Churches exempted from conceal-and-carry law
09/13/2005
Matt McKinney,
Star Tribune
September 13, 2005
A church may ban guns from its entire property despite the law passed earlier this year that allows Minnesotans to carry a weapon in public, a Hennepin County District Court judge has ruled.
The state law, which allows most law-abiding adults who have had gun training to carry a weapon, required churches to post a government-authored sign at their doors in order to ban weapons from their sanctuaries. The law also made it difficult for churches to ban guns from their parking lots and rental spaces.
Churches in Edina and St. Paul challenged the law.
“The 2005 Act impermissibly intrudes into the free exercise of religion by arbitrary definitions, which dictate restrictions on the use of church property for worship, childcare, parking and rental space,” wrote Judge LaJune Thomas Lange.
The temporary injunction she granted Friday allows churches to post a sign of their own authoring while completely banning weapons from their property, including spaces used for Sunday school or as homeless shelters.
The ruling comes just months after the Legislature approved a rewritten form of the weapons law, the first draft of which passed into law in 2003 only to fall apart on a technicality.
The law allows Minnesotans 21 years and older with no history of mental illness, a clean record and weapons training to get a gun permit. The law replaced an earlier system in which local authorities, usually the sheriff, determined who could carry a weapon.
The earlier version of the law required churches and businesses to notify people individually and post a sign if they wanted to ban weapons from their property.
Church leaders at the Edina Community Lutheran Church and the Unity Church-Unitarian in St. Paul filed a lawsuit against the 2003 law, saying it interfered with their religious practices and the way in which they communicated with their worshipers. The churches were granted a religious exemption to the 2003 law, but had to file again after the Legislature passed the revised version of the law this year.
Lange wrote that the revised law still has flaws, including the way it asked church officials to perform the nearly impossible task of determining a person’s state of mind before they could lawfully bar that person from carrying a weapon onto church property.
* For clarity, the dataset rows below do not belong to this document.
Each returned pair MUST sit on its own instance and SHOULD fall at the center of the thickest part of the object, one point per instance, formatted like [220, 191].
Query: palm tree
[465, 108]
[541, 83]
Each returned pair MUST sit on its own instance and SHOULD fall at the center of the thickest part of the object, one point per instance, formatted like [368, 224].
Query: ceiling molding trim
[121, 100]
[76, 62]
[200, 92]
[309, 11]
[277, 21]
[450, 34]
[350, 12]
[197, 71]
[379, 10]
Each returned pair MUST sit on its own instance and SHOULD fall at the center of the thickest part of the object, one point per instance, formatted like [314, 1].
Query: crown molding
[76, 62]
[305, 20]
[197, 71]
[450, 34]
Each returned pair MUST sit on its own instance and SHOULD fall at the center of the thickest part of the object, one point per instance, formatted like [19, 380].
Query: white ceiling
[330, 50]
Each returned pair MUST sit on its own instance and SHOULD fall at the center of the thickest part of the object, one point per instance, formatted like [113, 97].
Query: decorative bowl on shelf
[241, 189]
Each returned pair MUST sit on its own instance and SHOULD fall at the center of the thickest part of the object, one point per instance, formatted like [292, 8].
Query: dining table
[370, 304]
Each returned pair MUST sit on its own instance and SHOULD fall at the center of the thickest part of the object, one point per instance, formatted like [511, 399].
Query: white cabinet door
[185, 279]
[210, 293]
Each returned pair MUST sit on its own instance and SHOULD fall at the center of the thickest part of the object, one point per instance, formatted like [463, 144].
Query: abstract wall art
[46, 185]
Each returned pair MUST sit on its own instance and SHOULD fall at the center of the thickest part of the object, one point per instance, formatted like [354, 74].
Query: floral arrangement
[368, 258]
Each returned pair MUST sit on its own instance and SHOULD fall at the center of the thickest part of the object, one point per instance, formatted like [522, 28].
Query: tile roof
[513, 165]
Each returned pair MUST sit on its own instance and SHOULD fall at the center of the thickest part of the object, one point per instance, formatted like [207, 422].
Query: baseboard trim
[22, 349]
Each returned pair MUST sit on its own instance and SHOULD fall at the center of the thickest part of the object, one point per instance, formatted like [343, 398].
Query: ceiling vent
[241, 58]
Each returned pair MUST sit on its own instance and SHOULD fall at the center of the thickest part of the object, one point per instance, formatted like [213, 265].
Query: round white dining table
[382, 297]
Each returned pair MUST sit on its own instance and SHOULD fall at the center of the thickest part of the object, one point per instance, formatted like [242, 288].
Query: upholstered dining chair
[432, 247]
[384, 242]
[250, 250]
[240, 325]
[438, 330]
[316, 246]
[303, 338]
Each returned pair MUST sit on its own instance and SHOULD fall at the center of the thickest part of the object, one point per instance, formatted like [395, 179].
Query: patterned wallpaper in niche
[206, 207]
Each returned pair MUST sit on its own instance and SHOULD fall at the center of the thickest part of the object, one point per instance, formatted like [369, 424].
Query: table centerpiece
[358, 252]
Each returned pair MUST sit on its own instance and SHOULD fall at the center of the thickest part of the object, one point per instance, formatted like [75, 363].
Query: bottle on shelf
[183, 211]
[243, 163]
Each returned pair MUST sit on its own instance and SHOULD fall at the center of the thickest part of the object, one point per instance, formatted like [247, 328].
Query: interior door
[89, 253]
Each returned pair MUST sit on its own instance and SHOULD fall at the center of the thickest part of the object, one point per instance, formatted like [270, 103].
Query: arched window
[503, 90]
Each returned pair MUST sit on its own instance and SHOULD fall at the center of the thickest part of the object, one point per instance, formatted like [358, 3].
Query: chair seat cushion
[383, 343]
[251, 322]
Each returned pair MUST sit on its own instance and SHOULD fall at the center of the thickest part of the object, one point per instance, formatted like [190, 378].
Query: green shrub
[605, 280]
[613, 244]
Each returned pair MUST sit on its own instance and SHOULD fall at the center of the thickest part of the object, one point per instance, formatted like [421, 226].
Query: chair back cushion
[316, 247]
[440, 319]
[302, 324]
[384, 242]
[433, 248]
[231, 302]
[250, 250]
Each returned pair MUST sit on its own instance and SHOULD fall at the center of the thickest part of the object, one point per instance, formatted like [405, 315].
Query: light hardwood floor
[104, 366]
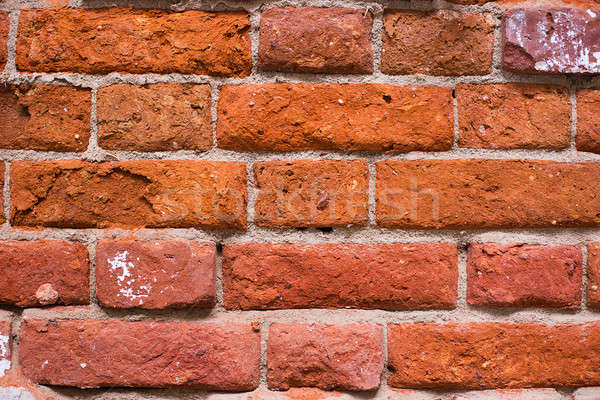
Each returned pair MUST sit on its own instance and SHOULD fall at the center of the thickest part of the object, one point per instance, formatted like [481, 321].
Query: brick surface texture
[300, 200]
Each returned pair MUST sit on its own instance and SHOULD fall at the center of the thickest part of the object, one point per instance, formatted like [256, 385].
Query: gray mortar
[368, 234]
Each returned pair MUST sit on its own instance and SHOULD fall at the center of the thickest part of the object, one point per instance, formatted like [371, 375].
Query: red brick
[593, 275]
[514, 116]
[522, 275]
[493, 355]
[473, 193]
[2, 170]
[5, 347]
[92, 353]
[589, 393]
[155, 275]
[159, 117]
[100, 41]
[310, 193]
[387, 276]
[354, 117]
[344, 357]
[44, 272]
[510, 394]
[552, 40]
[588, 122]
[4, 28]
[439, 42]
[320, 40]
[45, 117]
[76, 194]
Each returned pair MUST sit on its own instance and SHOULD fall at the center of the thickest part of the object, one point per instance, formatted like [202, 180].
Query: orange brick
[355, 117]
[493, 355]
[437, 43]
[308, 193]
[100, 41]
[514, 116]
[160, 117]
[76, 194]
[474, 194]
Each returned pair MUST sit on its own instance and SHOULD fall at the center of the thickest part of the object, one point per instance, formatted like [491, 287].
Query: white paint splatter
[120, 262]
[4, 361]
[15, 393]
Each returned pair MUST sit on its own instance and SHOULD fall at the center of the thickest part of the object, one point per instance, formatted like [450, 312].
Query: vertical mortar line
[372, 206]
[376, 41]
[455, 145]
[215, 91]
[255, 37]
[219, 290]
[497, 14]
[11, 68]
[461, 301]
[93, 151]
[573, 96]
[264, 340]
[584, 283]
[252, 194]
[92, 254]
[6, 193]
Under the law, Lange wrote, the state allows a church official to, for example, ban a person from carrying a gun if the person is praying in a car in the church parking lot, but not if the person is merely reading a newspaper.
“The State requirement that the activity in the parking lot triggers the gun ban is an unconstitutional effort to direct the mode and manner of worship,” Lange wrote.
David Lillehaug, of the firm Fredrikson & Byron of Minneapolis, who represented the Edina Community Lutheran Church, said the judge’s decision was expected.
“This last spring the Legislature was explicitly warned that if they reenacted the law this way, it would be found unconstitutional,” he said. “This decision should be no surprise to anyone.”
Sen. Pat Pariseau, R-Farmington, the Senate sponsor of the right-to-carry law, was unavailable for comment Monday.
Failing to follow the notification law is a misdemeanor offense.
No trial date has been set for the suit brought by the churches.